I caught myself thinking "Right! There is a search element in HTML" this week. I had kind of forgotten about it (don't judge). So here's a reminder about the power of semantic HTML.
TIL recap – header/footer elements can change their assigned ARIA role

Speaking of semantic markup, if you use elements like header or footer, they get some specific ARIA roles applied. It's banner for header elements and contentinfo for footer elements.
But do you know that these elements can change their role depending on where they're placed in the DOM? There's been a rather recent change to the ARIA spec, and browsers have started to ship it!
Find more short web development learnings in my "Today I learned" section.
New scroll "stuff" in the baseline

If you ever wanted to listen to a scroll end event, now you can. With Safari 26.2, scrollend entered the baseline!

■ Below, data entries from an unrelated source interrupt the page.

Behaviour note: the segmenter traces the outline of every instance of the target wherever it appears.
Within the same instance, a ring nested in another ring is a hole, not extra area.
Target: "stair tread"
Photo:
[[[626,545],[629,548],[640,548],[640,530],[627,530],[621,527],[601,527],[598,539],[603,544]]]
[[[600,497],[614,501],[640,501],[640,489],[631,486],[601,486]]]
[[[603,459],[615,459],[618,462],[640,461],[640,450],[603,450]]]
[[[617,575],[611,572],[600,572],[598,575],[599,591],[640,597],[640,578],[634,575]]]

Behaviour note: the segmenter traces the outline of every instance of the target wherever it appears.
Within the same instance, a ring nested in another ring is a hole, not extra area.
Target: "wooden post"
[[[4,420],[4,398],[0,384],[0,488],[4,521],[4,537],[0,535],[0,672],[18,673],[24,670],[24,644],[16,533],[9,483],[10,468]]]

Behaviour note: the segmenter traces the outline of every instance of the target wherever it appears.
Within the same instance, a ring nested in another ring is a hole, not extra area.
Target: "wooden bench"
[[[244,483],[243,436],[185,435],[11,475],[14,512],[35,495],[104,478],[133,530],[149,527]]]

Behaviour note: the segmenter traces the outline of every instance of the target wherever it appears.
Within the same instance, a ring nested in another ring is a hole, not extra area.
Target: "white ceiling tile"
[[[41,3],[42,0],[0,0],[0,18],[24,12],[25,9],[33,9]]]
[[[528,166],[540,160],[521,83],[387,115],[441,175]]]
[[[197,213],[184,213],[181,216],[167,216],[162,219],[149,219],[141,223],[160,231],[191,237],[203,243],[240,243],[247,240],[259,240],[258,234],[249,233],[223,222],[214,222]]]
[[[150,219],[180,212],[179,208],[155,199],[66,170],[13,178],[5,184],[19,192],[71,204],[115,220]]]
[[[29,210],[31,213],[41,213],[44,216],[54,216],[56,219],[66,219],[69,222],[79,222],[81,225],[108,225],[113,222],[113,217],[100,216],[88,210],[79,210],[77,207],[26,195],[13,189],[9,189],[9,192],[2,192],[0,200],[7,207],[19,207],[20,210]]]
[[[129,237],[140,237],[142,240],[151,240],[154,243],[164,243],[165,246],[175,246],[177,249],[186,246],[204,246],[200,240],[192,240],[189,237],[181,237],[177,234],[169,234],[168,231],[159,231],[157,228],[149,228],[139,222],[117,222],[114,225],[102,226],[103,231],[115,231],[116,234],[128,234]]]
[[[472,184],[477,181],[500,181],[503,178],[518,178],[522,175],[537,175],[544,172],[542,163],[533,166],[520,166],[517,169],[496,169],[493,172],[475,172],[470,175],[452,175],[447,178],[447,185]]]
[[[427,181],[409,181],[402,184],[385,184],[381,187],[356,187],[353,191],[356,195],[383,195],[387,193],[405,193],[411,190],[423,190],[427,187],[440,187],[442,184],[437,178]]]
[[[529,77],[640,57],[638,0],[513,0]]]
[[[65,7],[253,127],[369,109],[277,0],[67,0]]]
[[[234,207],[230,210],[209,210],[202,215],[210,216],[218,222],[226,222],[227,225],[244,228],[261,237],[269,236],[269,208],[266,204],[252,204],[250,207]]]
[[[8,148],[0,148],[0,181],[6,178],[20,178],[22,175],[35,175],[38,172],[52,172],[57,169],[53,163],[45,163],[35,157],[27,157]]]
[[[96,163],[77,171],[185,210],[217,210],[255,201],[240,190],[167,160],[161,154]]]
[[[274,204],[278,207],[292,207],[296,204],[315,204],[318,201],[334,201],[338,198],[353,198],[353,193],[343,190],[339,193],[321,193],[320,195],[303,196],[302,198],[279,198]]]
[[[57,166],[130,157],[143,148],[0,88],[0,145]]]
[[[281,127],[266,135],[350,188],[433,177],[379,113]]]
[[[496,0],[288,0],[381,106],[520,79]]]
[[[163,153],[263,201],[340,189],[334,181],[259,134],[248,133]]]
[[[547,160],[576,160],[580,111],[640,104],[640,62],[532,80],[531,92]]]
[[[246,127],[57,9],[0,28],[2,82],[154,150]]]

And if colored scrollbars are your thing, scrollbar-color works across browsers now, too!
Three valuable projects to have a look at
- williamtroup/Heat.js – A JavaScript library for generating interactive heatmaps.
- macaly/almostnode – Node.js in your browser. 👈 This is very cool!
- griddy-icons/griddy-icons – A lightweight icon library.
A new Tiny Helper

If you're slightly worried about npm and npmjs.com, you're not alone. Especially since the website doesn't seem to have received updates in ages. npmx is a modern alternative built by the community. The site looks very slick, and especially the file explorer is such an improvement!
It stands out that the project isn't much older than a month and has already gathered 178 contributors. Is this one of the rare examples showing that open source and community-led efforts work? I hope so!
Find more single-purpose online tools on tiny-helpers.dev.
Thought of the week
I keep thinking about Anil's quote, it's such a smart and wise take.
Don't let your job get in the way of your career.